I keep seeing people trying to get things back to normal. Moving around a few blocks in slippers and light masks, getting ice-cream from street-side shops, meeting up with a close group of friends; doing everything we can to momentarily ignore the plague that has consumed our entire lives.
What do I make of this? Do I try to hold on to hopes that everything will go back to normal again, or do I accept the fact that nothing can ever be the same? What do I tell the little cousin who tugs at the hem of my shirt and asks me to take her out to the park? Do I tell her that the life she has seen before this, is forever going to be a reminder to everything we have lost? Or do I hug her and tell her that it’s going to be okay again?
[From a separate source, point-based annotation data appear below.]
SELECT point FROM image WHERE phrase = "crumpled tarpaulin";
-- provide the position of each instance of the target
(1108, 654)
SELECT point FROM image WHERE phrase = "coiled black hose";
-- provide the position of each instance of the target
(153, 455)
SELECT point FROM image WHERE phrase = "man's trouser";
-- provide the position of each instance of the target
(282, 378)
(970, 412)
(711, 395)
Being a teenager has never been easy, even without the question of a life-threatening virus roaming the streets of our world. Today, we are faced with a hurdle that our young and angry minds cannot untangle. We try to walk past it but fall back. We stumble across unknown territory, cry and shout because we didn’t sign up for any of this. All we wanted was a normal life and the permission to be a normal teenager in normal times.
And yet here we are, missing graduations and high-school parties, missing orientations, missing opportunities to make memories with our friends. Here we are, reaching out for help, laughing through tears, singing songs to each other across balconies, watching the sunset from our terraces while people die in hospitals. Here we stand, in the epicentre of a pandemic, armed with masks and sanitizers and the last bits of strength we have left.

Even through all of this, though, look at our audacity.
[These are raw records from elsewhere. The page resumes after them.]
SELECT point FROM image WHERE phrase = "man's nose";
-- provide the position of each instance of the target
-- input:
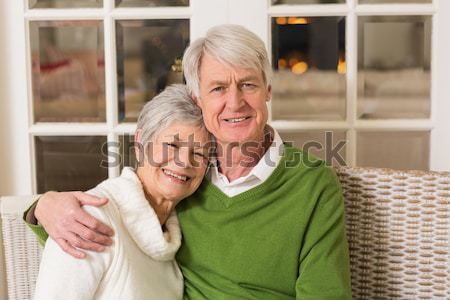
(235, 98)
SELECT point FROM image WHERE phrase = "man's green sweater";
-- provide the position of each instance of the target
(283, 239)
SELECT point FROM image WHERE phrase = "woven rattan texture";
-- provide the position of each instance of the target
(398, 225)
(22, 257)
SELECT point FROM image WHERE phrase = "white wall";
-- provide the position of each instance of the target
(14, 146)
(4, 166)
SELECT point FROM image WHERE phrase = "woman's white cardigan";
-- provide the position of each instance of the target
(139, 265)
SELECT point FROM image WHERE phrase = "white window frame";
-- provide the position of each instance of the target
(255, 15)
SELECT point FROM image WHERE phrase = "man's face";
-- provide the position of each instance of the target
(233, 101)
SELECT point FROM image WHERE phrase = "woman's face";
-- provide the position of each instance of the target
(175, 162)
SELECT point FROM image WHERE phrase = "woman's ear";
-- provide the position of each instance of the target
(138, 147)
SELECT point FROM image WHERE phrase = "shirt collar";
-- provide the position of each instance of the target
(263, 168)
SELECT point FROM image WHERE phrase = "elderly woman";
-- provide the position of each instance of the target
(172, 162)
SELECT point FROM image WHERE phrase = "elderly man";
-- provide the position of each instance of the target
(267, 222)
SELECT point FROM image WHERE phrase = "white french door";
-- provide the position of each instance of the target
(373, 73)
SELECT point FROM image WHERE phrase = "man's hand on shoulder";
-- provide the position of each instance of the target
(72, 228)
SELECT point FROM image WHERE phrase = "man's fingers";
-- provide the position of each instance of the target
(99, 227)
(69, 249)
(86, 199)
(78, 242)
(93, 240)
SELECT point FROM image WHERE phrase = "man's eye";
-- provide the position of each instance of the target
(218, 89)
(248, 85)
Instead of crumbling to defeat at the hands of a virus, we stand tall, look it in the eye, and tell it ‘We are humans. We come from centuries of evolution. Watch us get through this too.’

Some days, I wonder what the next generations will be able to call relics from their past. Ideally, I would want to say ‘survival’, but here is the truth stripped bare: survival has, and will always be, the first instinct of any living thing. Let your muscles loosen in a pool of water, and you will find yourself floating- even though you are not trying to. Survival has guided generations of human beings through political polarisation, genocide, hatred, defeat, war and death, and everything that has tried to kill us. It cannot be held as a memento, when it is always going to be relevant.

Other days, I wonder what our generation is going to look back upon when we are old and in rocking chairs. Will we be able to catch a glimpse of what was before? Or will we move forward, chase the rest of our insane science-fiction dreams without a second glance? Will we be in history books by the time all of this ends? Or will we be making history, reaching out for Pulitzers and Nobel Prizes, smiling for cameras as we fumble for words?

I don’t know. I have more questions than I know the answers to. And I will probably never know all the answers either. I guess that’s okay too. But in these trying times, all we can do is hope. Someone told me that hope will always prevail over fear, and that in a battle between death and life, life works harder to win. Though it is not easy to hope when it feels as if everything is crumbling, we’ll still try; with poetry, with music, with art. With video calls, with collaborative playlists, with letters, with isolation and distancing. We will try, we will try even when we don’t want to.

So before I end, I will say something to the universe:

Maybe our children and grandchildren will inherit bundles of masks and will be told ‘You ancestors did not die because of these; they lived because of the masks.’ Maybe they will inherit the flame we have set light to- a burning desire to forge a world from the ashes of its remains.
One that is better and brighter than the last.
May they take from our battle wounds, every lesson they can possibly learn about survival. May they see the good from our protests and our struggles. May they see the hopes we have left for them. May they see our efforts and our blood, may they see what we turned from dreams to reality.

May they see in us, the beauty that we have tried to see in ourselves.

To the generations that come after us, to the generation that will hopefully breathe in safer air, we leave a message; we leave a time capsule wrapped in hope, and we tell them this- You are stronger than us. May you do right what we have done wrong.